Law textbooks are stacked on the shelves, on the edges of the desk, on a table, and on the floor, in neat piles, or carefully displayed in cases or in unopened packages, or otherwise recently packaged, prepared to be sent to customers in towns or cities close to the capital. At random, Nula reads, silently, disinterestedly, the titles on the covers and the spines: A Treatise on the Law of Promissory Notes and Bills of Exchange, Handbook of the Argentine Constitution, Notarial Practice, International Public Law, Annotated Civil Code, National Law of Administrative Procedure, Civil and Commercial Prosecutorial Code of the Province. Shaking his head and sighing, Nula asks:
—Is Calcagno’s Roman Law Course still sold?
—There are more current books, but it’s still a reference. It’s in every bibliography, La India says. Why?

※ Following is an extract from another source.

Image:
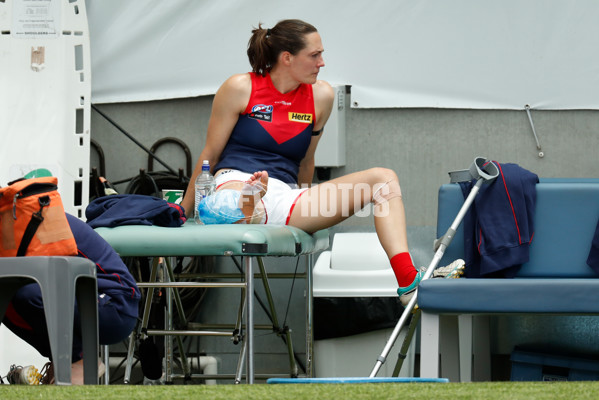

—What made you want to sell such boring books? Nula says, as though he hadn’t heard the question, and the moment the words are out, although he’s looked away and therefore can’t see the look of displeasure on La India’s face, he knows that he’s just added cruelty to what was already a blunder. But when he meets La India’s eyes he sees only a vague, mocking irony, as though his mother hadn’t heard a thing. The brutal question that, without knowing why, takes shape in his mind every so often, but which never surfaces, nor in all likelihood will ever reach his lips, now occupies the bright space of his mind, tantalizing and insistent: What if it were us, his wife and his sons, who he was actually fed up with, and a heroic sacrifice was just a pretext for starting his successive escapes, first to politics, then to the underground, and finally to death? But instead of formulating it, despite its peremptory insistence—he loves La India too much to allow himself anything more than the occasional minor blunder—he smiles and thinks again that,
ever since he arrived at the bookstore, first with the memory of the cornfield and now with the question that sometimes rises from the blackness, tantalizing, insistently, in his conscience, his frontal bone has intercepted the width of the desk, the bright and calm space that separates him from his mother, taking, behind his forehead, the empirically measurable distance and multiplying it by infinity. Finally consenting to answer La India’s question, in the most cheerful tone he can muster, he says:
—No reason. We sold it a lot at the kiosk. All I know about Roman law is the famous precept: Mater certa, pater semper incertus, and along with a deliberately atrocious pronunciation of the Latin phrase, Nula shakes his extended index finger in the air, threateningly and apodictically.